Unplanned downtime, YouTube without Flash

Published: May 17, 2009
Tags: flash ipv6 sixxs youtube downtime

I had some unexpected downtime of this website (but not my mail service) recently which actually went undiagnosed for a few days. The cause was an annoying bug in lighttpd - annoying not so much because it is there, since everybody makes mistakes, but annoying because they actually seem reluctant to admit that there is a problem, even though there clearly is. A few days ago I set up an IPv6 tunnel with the very cool guys at SixXS. I can't get native IPv6 from my ISP, but tunnel brokers like SixXS can act as an intermediary - my computer wraps IPv6 packets up inside IPv4 packets, send them to an IPv6 capable host in the SixXS system, which passes on the IPv6 packets over the actual IPv6 internet, and then wraps the response back up in IPv4 and sends it back to me. This offers practically all the benefits of IPv6 without me actually having it per se. In particular, I can now accept incoming IPv6 connections to my mail and web servers, and so now do so. It turns out, however, that enabling IPv6 support in Lighttpd has the effect of disabling IPv4 support on all Unix OSes other than Linux (because Linux takes the non-standard and technically wrong approach of having IPv6 sockets accept incoming IPv4 connections). I didn't notice this immediately, of course, because I could access my pages just fine - via my IPv6 tunnel.

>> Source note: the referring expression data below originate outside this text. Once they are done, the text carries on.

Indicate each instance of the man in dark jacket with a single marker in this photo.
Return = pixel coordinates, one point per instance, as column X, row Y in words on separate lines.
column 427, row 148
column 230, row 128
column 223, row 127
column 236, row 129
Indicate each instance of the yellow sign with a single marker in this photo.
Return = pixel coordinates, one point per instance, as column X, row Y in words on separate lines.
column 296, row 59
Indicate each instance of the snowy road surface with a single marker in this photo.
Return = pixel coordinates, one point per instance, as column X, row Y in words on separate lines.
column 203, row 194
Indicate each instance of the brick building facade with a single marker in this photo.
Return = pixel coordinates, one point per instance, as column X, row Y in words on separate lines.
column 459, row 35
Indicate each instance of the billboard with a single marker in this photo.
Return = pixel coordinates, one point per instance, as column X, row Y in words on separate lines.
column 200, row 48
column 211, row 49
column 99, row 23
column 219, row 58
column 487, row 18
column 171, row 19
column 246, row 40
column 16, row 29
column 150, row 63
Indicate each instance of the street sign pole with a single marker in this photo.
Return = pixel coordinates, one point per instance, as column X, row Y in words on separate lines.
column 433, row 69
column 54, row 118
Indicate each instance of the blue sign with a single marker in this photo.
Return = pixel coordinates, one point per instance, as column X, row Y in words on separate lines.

Anybody on an IPv4-only connection (and that's pretty much everybody) wouldn't have been able to connect. Sorry about this.

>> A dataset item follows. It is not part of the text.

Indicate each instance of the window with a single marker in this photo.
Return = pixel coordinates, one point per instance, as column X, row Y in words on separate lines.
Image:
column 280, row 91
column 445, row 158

Another quick thing: last night I learned, via undeadly.org of an astonishing little thing called HQTube: a Greasemonkey script which, using the well-known mplayer-plugin for Firefox, lets you watch YouTube videos inside your browser using mplayer, even if you don't have Flash installed. Even more incredible than the fact that this exists and works is that it has been around since at least May 14, 2008 (date of the last update), and people are only just discovering this now. People using BSD operating systems that don't have Flash support have been jumping through all sorts of hoops for years in an effort to get Flash working, and YouTube is normally a huge part of the motivation to do this. None of the other methods I've read about are close to being as easy or robust as this one solution seems to be. It should be much better known than it is.